CLDR-16720 json: add transforms #4036

srl295 · 2024-09-10T21:36:07Z

new package cldr-transforms
add manifest file transforms.json at the top level
each transform has a metadata file (transforms/ID.json) and a raw text file (transforms/ID.txt).
metadata has all of the keys from the transform rule
the _rulesFile key formally indicates the textfile's name (in case we need to massage the id for some reason in the future).

Sample data available at this branch: https://github.com/unicode-org/cldr-json/tree/cldr-16720/transforms/cldr-json/cldr-transforms

CLDR-16720

This PR completes the ticket.

ALLOW_MANY_COMMITS=true

- new package cldr-transforms - add manifest file transforms.json at the top level - each transform has a metadata file (transforms/ID.json) and a raw text file (transforms/ID.txt). - metadata has all of the keys from the transform rule - the _rulesFile key formally indicates the textfile's name (in case we need to massage the id for some reason in the future).

jira-pull-request-webhook · 2024-09-10T21:37:56Z

Hooray! The files in the branch are the same across the force-push. 😃

~ Your Friendly Jira-GitHub PR Checker Bot

jira-pull-request-webhook · 2024-09-10T21:43:24Z

Hooray! The files in the branch are the same across the force-push. 😃

~ Your Friendly Jira-GitHub PR Checker Bot

srl295 · 2024-09-10T22:18:31Z

Deploy will fail because I used my personal fork, so no preview URL.

Please review the Markdown change carefully.

tools/cldr-code/src/main/java/org/unicode/cldr/json/Ldml2JsonConverter.java

sffc · 2024-09-11T04:17:45Z

The mix of JSON and TXT files in the same directory might make it hard to parse. The file extension is the only way to tell the difference, which usually isn't ideal. Can you split them into separate directories?

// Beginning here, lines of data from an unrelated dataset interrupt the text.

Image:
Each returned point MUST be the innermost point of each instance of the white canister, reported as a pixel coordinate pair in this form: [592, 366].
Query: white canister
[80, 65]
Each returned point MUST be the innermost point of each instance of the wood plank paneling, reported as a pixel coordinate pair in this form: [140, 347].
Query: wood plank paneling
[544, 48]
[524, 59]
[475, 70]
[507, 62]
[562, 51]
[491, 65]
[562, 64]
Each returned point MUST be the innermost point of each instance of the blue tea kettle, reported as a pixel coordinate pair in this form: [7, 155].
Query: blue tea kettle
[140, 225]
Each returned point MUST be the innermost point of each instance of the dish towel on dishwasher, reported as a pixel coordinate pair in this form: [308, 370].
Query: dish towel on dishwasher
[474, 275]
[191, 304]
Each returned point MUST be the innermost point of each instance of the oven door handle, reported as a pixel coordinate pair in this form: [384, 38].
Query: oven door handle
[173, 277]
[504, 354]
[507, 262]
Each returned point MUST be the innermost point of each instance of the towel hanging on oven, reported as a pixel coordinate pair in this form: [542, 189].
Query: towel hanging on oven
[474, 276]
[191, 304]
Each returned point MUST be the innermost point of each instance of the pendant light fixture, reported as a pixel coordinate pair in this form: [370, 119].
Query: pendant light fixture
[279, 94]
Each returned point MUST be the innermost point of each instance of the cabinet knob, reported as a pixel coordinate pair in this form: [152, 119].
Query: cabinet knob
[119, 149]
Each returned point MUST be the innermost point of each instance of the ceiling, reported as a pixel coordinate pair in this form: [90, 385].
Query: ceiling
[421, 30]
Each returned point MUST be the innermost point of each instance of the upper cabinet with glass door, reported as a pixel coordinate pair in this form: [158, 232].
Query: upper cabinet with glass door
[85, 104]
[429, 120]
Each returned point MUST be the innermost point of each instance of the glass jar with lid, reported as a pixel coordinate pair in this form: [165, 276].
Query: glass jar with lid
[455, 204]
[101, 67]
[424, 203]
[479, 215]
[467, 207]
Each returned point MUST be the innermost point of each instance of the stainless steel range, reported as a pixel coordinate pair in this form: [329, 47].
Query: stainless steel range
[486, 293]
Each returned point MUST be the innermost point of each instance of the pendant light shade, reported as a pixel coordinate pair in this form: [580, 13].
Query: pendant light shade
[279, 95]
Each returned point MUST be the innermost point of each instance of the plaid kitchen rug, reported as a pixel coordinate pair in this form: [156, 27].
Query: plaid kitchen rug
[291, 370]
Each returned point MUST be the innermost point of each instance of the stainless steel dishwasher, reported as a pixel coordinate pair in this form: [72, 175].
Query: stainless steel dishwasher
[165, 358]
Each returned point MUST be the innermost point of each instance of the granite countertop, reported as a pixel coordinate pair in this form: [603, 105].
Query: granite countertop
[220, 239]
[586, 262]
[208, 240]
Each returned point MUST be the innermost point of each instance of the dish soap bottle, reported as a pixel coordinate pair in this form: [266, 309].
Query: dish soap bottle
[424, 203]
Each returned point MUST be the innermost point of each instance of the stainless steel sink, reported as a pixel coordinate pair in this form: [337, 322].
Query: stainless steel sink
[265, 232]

Also, since the JSON files are basically metadata on the TXT files, I have a mild expectation that there would be a single index.json with all the transform metadata in one place.

robertbastian · 2024-09-11T08:17:07Z

Also, since the JSON files are basically metadata on the TXT files, I have a mild expectation that there would be a single index.json with all the transform metadata in one place.

This is per-locale data. Nowhere in CLDR-JSON multiple locales are merged in an index file, they always use the file system structure.

srl295 · 2024-09-11T17:03:41Z

The mix of JSON and TXT files in the same directory might make it hard to parse. The file extension is the only way to tell the difference, which usually isn't ideal. Can you split them into separate directories?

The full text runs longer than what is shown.